The other reason it is used is because all the material that sheers off burns at high temperatures. But without the sheering effect of DU it would not be nearly as effective at piercing armor.
fmfbrestel
5 / 5 (3) Dec 23, 2010
However, claiming that this property could lead to products that never need sharpening is a little disingenuous. While a material with similar properties would stay sharp, it would also be constantly eroding itself away. So it would stay sharp until it didn't exist any longer. So it would only be beneficial if the sheering took less material from the blade then manual sharpening does.
Scalziand
5 / 5 (3) Dec 27, 2010
However, claiming that this property could lead to products that never need sharpening is a little disingenuous. While a material with similar properties would stay sharp, it would also be constantly eroding itself away. So it would stay sharp until it didn't exist any longer. So it would only be beneficial if the sheering took less material from the blade then manual sharpening does.
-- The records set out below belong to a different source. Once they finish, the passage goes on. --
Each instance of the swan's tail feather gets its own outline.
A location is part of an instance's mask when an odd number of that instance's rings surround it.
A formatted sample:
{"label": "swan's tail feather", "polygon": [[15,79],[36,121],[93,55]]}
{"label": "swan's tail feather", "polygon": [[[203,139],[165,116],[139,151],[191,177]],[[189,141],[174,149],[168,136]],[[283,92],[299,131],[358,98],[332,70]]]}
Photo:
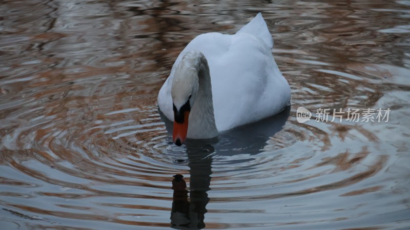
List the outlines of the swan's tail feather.
{"label": "swan's tail feather", "polygon": [[240,33],[249,33],[253,34],[260,37],[271,48],[273,47],[272,35],[269,32],[265,20],[263,19],[260,13],[258,13],[251,22],[236,32],[237,34]]}

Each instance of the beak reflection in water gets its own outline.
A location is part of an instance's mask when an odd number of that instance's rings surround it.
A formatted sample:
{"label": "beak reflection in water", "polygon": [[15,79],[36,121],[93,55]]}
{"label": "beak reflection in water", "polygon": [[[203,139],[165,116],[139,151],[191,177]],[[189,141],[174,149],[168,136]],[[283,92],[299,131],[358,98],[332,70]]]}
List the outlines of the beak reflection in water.
{"label": "beak reflection in water", "polygon": [[173,176],[171,227],[178,229],[200,229],[206,225],[206,206],[210,201],[207,192],[210,190],[212,174],[212,158],[209,155],[214,150],[210,145],[194,148],[188,145],[187,151],[189,191],[182,175]]}

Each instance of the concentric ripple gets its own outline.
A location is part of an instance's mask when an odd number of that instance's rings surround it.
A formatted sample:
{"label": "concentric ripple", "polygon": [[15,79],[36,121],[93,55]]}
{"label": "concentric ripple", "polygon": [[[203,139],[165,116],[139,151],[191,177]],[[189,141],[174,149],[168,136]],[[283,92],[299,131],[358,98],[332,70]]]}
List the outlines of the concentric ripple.
{"label": "concentric ripple", "polygon": [[[6,2],[2,229],[410,228],[408,2]],[[178,54],[259,11],[292,106],[173,144],[156,97]],[[369,108],[388,122],[316,121]]]}

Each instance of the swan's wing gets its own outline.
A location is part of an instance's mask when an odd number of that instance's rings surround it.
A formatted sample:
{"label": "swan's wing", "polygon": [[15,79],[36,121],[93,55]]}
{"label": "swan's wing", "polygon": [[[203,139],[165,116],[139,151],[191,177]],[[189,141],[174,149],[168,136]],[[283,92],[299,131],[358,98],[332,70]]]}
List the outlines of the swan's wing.
{"label": "swan's wing", "polygon": [[272,56],[272,36],[259,14],[236,34],[197,36],[179,54],[161,88],[160,109],[173,119],[171,87],[175,68],[187,52],[198,50],[208,61],[219,131],[280,112],[289,102],[290,89]]}
{"label": "swan's wing", "polygon": [[289,85],[264,41],[244,32],[225,36],[231,41],[228,50],[209,61],[220,131],[273,115],[290,99]]}
{"label": "swan's wing", "polygon": [[265,20],[262,14],[258,13],[248,24],[243,26],[236,34],[241,33],[248,33],[261,39],[271,49],[273,47],[272,35],[268,29]]}

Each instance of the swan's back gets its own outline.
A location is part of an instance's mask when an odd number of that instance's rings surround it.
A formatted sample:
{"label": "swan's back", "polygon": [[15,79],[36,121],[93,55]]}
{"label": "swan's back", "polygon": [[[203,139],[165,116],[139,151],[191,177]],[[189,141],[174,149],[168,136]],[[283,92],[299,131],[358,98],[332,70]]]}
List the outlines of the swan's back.
{"label": "swan's back", "polygon": [[273,40],[260,13],[234,35],[201,34],[181,52],[158,95],[160,109],[173,119],[170,89],[175,68],[188,51],[208,60],[215,122],[226,130],[276,114],[290,100],[290,89],[272,55]]}

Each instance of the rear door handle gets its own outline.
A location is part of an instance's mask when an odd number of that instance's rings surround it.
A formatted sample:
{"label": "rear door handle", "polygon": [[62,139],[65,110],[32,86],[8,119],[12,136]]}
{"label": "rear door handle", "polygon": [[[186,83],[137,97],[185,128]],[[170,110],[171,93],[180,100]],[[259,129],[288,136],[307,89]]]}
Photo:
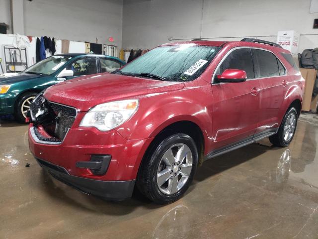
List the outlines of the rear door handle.
{"label": "rear door handle", "polygon": [[286,86],[287,85],[288,85],[288,82],[284,80],[282,82],[282,85],[283,85],[283,86]]}
{"label": "rear door handle", "polygon": [[260,92],[260,89],[256,88],[256,87],[254,87],[250,91],[250,94],[252,94],[252,96],[256,96],[259,94]]}

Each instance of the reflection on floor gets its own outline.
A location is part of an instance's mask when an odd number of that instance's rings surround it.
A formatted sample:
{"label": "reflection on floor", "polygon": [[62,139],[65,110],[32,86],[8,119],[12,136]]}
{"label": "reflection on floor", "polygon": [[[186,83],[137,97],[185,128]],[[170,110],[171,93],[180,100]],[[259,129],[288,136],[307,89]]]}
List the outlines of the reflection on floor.
{"label": "reflection on floor", "polygon": [[205,162],[186,195],[164,206],[137,193],[111,202],[79,192],[36,164],[27,126],[0,124],[0,238],[317,238],[313,124],[299,121],[287,148],[266,139]]}

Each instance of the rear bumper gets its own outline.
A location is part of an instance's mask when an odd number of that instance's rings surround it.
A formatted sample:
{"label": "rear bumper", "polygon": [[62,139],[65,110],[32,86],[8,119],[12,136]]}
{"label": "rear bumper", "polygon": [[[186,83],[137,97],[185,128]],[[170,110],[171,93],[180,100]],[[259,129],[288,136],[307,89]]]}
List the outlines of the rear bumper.
{"label": "rear bumper", "polygon": [[64,168],[36,158],[43,169],[58,180],[87,194],[110,200],[123,200],[131,197],[135,180],[101,181],[70,175]]}

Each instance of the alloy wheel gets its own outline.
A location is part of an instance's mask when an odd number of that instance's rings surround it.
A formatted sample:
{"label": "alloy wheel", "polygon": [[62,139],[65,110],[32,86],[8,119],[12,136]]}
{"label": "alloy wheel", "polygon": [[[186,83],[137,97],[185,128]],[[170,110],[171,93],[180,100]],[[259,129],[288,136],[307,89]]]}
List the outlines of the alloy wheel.
{"label": "alloy wheel", "polygon": [[296,125],[296,117],[294,114],[291,114],[286,120],[284,125],[284,139],[286,142],[289,142],[294,133]]}
{"label": "alloy wheel", "polygon": [[23,101],[21,105],[21,112],[25,118],[26,118],[26,113],[30,109],[31,103],[35,97],[35,96],[31,96],[28,98],[27,98],[24,101]]}
{"label": "alloy wheel", "polygon": [[167,195],[179,191],[188,180],[192,169],[192,152],[186,144],[172,145],[162,156],[157,171],[157,185]]}

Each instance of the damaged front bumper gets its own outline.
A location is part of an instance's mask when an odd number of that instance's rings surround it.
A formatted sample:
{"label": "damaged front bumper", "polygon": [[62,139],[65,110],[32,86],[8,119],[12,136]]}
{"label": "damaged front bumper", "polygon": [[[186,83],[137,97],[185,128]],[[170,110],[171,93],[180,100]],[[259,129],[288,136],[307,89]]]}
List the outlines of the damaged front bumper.
{"label": "damaged front bumper", "polygon": [[38,164],[56,179],[82,192],[110,200],[123,200],[131,197],[135,180],[102,181],[71,175],[63,167],[36,158]]}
You are ignoring the gains in productivity from not having to take a tool offline for sharpening.
gmurphy
not rated yet Dec 29, 2010
This self-sharpening process is not so different from what is seen in an angle-grinder, imho.
Skeptic_Heretic
not rated yet Dec 29, 2010
This self-sharpening process is not so different from what is seen in an angle-grinder, imho.

except an angle grinder becomes observably less useful for its task on each shearing event.